I'm working on creating a dataframe with information from wikipedia pages. 1905 wikipedia pages to be exact. I'm using the following function with a list of page titles I have, under the dataframe portalAcadie_titles.

Here are a few of the titles I'm looking to extract information from:

"10e Convention nationale acadienne", "11e Convention nationale acadienne", "12e Convention nationale acadienne", "13e Convention nationale acadienne", "14e Convention nationale acadienne", "15e Convention nationale acadienne", "16e Convention nationale acadienne", "1755 (groupe)", "1re Convention nationale acadienne", "2e Convention nationale acadienne", "33e finale des Jeux de l'Acadie", "3e Convention nationale acadienne", "4e Convention nationale acadienne", "5e Convention nationale acadienne", "6e Convention nationale acadienne", "7e Convention nationale acadienne", "8e Convention nationale acadienne", "9e Convention nationale acadienne", "Abbé Lanteigne", "Abel Leblanc", "Aberdeen (Nouvelle-Écosse", "Aboiteau", "Abrams-Village"

See the code bellow:

library(WikipediR)
pageInfo_fun <- function(portalAcadie_titles){
  page_info(language = "fr", 
            project = "wikipedia", 
            page = portalAcadie_titles,
            properties = c("url"),
            clean_response = T, Sys.sleep(0.0001))}

pageInfo_data <- apply(portalAcadie_titles,1, pageInfo_fun)

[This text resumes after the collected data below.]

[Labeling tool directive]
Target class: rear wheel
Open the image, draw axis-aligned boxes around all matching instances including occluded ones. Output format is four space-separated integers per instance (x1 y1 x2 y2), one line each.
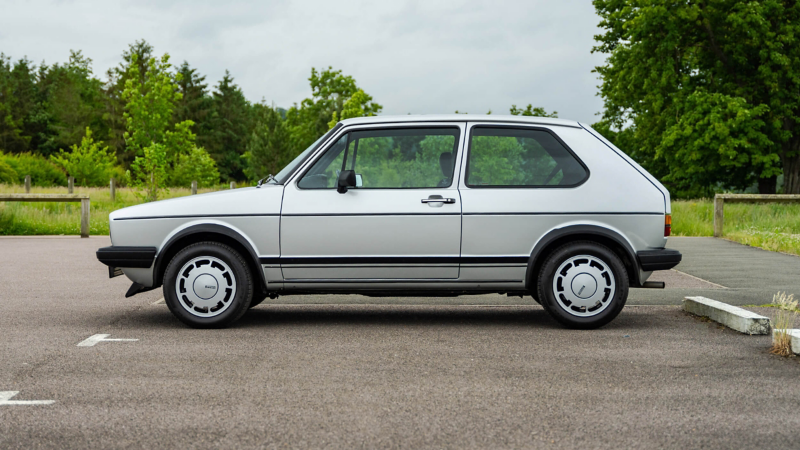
537 241 628 329
163 242 253 328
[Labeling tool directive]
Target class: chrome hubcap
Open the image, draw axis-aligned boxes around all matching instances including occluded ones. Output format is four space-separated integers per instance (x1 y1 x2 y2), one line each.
175 256 236 318
552 254 615 317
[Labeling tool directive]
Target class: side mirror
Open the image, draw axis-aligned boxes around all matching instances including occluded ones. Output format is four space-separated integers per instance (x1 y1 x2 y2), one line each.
337 170 357 193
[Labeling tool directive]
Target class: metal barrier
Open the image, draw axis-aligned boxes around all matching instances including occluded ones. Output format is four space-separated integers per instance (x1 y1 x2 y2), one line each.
0 194 91 238
713 193 800 237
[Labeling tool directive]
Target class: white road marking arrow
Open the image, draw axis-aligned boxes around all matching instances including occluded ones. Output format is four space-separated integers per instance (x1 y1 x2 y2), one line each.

I'm trying to get this to a dataframe with each observation being a page with its properties as variables. But it gives me a list of characteristic for each page, within a list of all the pages.

A simple

pageInfo_df <- data.frame(pageInfo_data)

gives me 1 observation with all of the caracteristics to every page side by side. I have 1 observation with 24 773 variables.

My question is: how can i make each page as an observation, with the caracteristics as variables?


Solution

  • The Tidyverse purrr package can be used to produce the desired output:

    map_dfr(pageInfo_data, ~flatten(.))
    

    This approach flattens the output for each observation, and maps the output of each to a dataframe row.